The next day, vision was perfect — 20/20! — and the eyes were comfortable. We had done it! After a thoroughly self-congratulatory experience, we discharged our patient home with instructions to return in a week. But my friend did not return in a week. Instead, he called me 2 days later. Something was wrong. He could not see anything out of one eye. It was a Saturday, and I met him in the clinic. Vision in one eye was hand motions, and he had a 40% hypopyon. Nausea and panic washed over me. The other eye looked fine, but there was no denying something was horrifically wrong in one eye.
He saw a retina specialist that day; he got a tap and injection and was started on fortified topical antibiotics around the clock. My friend’s birthday trip out of state, which he was scheduled to leave for that day, was canceled. The vitreous culture grew group D streptococcus, a bug with a terrible prognosis. A week later, after an additional intravitreal antibiotic injection, my friend underwent pars plana vitrectomy in the hospital.
In the weeks and months that followed, everything was up in the air. Is the eye still infected? Do we need to remove the ICL? After literally dozens of visits between our office and the retina specialist, over the course of 9 months, the dust finally settled. The infection was gone, and the eye was quiet and comfortable with a normal pressure. The ICL had stayed in, and vision had recovered to 20/30 uncorrected, likely limited by a combination of lingering vitreous debris and early subcapsular cataract.
What went wrong? I have asked myself this question incessantly for years. We have never before or since had a case of endophthalmitis following any procedure at our facility, and of all cases, why this one? Was this dumb luck or something preventable?
Although I cannot be sure, a gray cloud of regret and despair envelops me when I consider all the postoperative futzing we did with this eye. Those many hands with their slit lamp examinations of the freshly operated eyes, the corneal and anterior segment imaging, the multiple burps of the paracentesis and, most head-scratching of all, the additional YAG laser application. All of this anxious fiddling was unwise.
Aside from “don’t touch the eyes after surgery,” I have taken a few additional lessons from this nightmare experience.
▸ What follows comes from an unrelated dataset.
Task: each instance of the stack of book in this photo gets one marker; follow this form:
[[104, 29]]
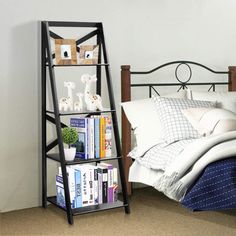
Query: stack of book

First, we now inject intracameral moxifloxacin 0.05 mL at the conclusion of every ICL case. Second, we have switched our viscoelastic from OcuCoat (Bausch + Lomb) to ProVisc (Alcon) because it is easier to evacuate, and we use an actual irrigation and aspiration handpiece to remove it in an effort to reduce the likelihood of needing to burp a paracentesis after the operation. Finally, we use a 0.1% Betadine solution (one drop of 10% Betadine per 10 cc of balanced salt solution) to irrigate the surface of the eye throughout the case.
I feel fortunate to have escaped utter blinding catastrophe in this case of endophthalmitis following my first-ever ICL implantation. Besides learning not to mess with the postoperative eye, and a few tricks for the surgery itself, I have learned how important it is to stay humble and, yet, optimistic. Occasionally, our patients may yet survive and even do well, not because of but despite our efforts.